Recognizing Effective Ventilation
Recognizing effective ventilation is important to ensure the patient receives adequate oxygen. The most observable sign of effective breath delivery is visible and symmetrical chest rise and fall with each breath. This indicates that air is entering the lungs and causing them to expand.
In addition to visual cues, rescuers should listen for breath sounds over both sides of the chest, indicating air entry into the lungs. Feeling for exhaled air from the mask during the patient’s passive exhalation can also confirm airflow. Monitoring the patient’s overall response provides further indication of effective ventilation, including an improvement in skin color or level of consciousness.
For trained rescuers, capnography measures the amount of carbon dioxide in exhaled breath (end-tidal CO2), offering real-time feedback on ventilation effectiveness. This advanced monitoring tool provides a numerical value and waveform that can help confirm adequate air exchange and guide ventilation efforts.

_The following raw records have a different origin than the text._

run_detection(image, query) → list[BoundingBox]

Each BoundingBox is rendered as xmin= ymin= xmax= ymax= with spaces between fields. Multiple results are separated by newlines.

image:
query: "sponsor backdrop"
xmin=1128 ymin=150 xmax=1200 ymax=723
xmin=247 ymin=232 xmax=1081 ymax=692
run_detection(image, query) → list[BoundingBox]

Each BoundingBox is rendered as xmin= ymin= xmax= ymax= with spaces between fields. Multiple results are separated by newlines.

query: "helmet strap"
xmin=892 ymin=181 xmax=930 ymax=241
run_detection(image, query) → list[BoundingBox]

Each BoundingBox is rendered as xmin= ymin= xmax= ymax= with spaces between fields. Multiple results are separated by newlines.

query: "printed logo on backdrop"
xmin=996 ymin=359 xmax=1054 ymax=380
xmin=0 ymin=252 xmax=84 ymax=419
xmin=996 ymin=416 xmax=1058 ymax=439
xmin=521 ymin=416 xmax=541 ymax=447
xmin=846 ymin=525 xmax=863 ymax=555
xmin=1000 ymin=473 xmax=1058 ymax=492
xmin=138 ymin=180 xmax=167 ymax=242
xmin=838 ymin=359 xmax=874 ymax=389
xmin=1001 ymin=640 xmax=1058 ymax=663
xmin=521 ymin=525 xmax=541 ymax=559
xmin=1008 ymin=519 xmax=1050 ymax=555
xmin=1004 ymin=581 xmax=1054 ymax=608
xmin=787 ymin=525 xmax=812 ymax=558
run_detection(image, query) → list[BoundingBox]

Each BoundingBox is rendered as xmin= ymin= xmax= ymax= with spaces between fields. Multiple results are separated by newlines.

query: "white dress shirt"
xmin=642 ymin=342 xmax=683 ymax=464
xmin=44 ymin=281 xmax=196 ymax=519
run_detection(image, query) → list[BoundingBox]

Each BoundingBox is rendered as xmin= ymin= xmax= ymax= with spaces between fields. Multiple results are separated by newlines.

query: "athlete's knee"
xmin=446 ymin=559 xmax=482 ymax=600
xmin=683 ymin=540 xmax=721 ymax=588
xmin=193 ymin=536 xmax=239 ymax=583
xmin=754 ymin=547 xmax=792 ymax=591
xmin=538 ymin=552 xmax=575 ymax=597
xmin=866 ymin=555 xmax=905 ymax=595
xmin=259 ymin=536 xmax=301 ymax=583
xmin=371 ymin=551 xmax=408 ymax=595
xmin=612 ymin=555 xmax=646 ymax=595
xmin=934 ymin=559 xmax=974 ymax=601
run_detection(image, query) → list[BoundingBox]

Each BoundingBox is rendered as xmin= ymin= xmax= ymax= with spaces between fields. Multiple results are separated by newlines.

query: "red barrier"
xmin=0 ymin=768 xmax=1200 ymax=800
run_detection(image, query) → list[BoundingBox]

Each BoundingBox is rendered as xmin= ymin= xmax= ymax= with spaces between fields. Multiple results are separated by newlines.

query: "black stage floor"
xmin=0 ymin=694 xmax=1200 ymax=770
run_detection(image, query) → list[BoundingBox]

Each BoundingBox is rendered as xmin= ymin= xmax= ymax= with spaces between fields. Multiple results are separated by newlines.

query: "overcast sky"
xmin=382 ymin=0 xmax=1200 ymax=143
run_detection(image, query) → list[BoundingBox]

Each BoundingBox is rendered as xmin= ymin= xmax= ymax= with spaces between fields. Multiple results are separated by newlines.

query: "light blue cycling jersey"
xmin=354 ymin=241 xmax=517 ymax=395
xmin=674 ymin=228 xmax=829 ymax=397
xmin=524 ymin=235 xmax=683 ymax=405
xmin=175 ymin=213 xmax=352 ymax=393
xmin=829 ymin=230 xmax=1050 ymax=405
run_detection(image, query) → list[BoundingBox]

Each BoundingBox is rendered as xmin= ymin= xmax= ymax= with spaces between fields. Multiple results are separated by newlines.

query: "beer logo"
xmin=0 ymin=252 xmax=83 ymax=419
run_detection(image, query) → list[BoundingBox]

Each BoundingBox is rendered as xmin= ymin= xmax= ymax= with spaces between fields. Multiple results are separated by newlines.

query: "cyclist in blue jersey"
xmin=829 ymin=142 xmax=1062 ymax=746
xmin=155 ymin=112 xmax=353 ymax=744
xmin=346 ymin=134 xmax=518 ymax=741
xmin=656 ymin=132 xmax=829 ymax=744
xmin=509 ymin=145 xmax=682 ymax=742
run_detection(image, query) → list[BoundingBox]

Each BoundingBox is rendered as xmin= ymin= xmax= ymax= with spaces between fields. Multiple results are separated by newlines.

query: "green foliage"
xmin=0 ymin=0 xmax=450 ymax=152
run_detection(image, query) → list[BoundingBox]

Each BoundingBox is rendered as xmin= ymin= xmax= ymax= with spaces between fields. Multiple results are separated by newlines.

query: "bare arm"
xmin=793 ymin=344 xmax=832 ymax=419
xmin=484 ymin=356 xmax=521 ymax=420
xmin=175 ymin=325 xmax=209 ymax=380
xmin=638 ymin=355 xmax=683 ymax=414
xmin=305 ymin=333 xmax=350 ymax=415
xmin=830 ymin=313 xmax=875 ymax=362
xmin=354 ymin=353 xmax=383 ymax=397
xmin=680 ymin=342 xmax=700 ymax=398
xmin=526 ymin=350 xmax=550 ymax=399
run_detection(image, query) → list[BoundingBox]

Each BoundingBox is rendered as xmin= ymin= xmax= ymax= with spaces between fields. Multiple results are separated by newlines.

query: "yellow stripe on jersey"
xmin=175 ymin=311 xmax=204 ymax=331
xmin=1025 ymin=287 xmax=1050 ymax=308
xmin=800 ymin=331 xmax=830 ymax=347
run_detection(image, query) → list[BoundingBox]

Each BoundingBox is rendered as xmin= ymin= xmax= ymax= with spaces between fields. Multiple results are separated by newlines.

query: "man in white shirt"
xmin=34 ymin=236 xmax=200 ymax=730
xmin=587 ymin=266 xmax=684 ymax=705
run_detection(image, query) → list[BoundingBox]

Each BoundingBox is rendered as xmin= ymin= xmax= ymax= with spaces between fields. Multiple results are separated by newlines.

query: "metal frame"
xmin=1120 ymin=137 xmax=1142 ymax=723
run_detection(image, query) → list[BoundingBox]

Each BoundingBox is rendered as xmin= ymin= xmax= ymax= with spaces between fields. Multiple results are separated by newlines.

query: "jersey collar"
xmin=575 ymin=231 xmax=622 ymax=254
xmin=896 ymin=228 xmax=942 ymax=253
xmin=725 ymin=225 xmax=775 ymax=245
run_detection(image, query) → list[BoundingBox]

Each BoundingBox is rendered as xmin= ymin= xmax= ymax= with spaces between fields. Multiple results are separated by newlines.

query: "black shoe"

Addressing Challenges During Ventilation
Despite careful preparation and technique, challenges can arise during bag-mask ventilation that may hinder effectiveness. An inadequate mask seal is a common problem, allowing air to leak around the mask rather than entering the patient’s lungs. This can be addressed by re-adjusting the mask position, ensuring the correct mask size is used, applying the E-C clamp method firmly, or switching to a two-person technique for a better seal.
Airway obstruction can impede ventilation, often caused by the tongue falling back in an unconscious patient. Repositioning the patient’s airway using the head-tilt/chin-lift or jaw-thrust maneuvers can alleviate this. Inserting an oropharyngeal or nasopharyngeal airway adjunct can help maintain an open airway by preventing the tongue from obstructing the throat.

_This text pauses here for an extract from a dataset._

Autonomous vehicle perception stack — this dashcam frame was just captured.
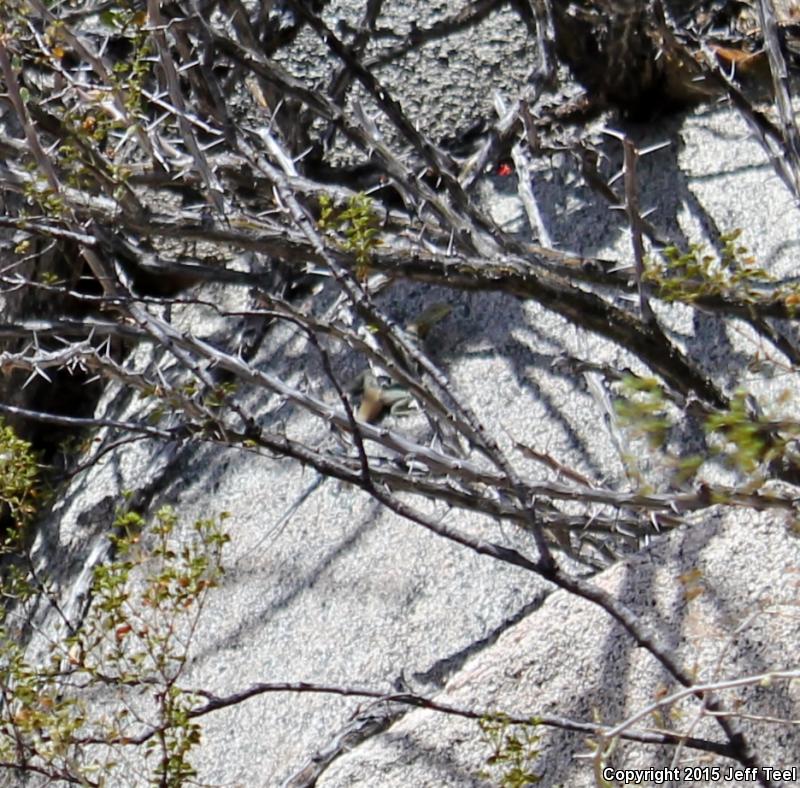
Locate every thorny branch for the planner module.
[0,0,800,784]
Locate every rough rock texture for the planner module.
[8,1,800,787]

Gastric inflation, where air enters the stomach instead of the lungs, is a risk, especially with overly forceful or rapid ventilations. This can lead to vomiting and further complications. Minimizing gastric inflation involves delivering appropriate breath volumes, aiming only for visible chest rise, and avoiding aggressive squeezing of the bag. If gastric inflation occurs, reducing tidal volume while maintaining ventilation frequency can help.
Equipment malfunctions, such as the bag not refilling, are less common but require immediate attention. Checking for kinks in the oxygen tubing or issues with the bag’s one-way valve can help troubleshoot these problems.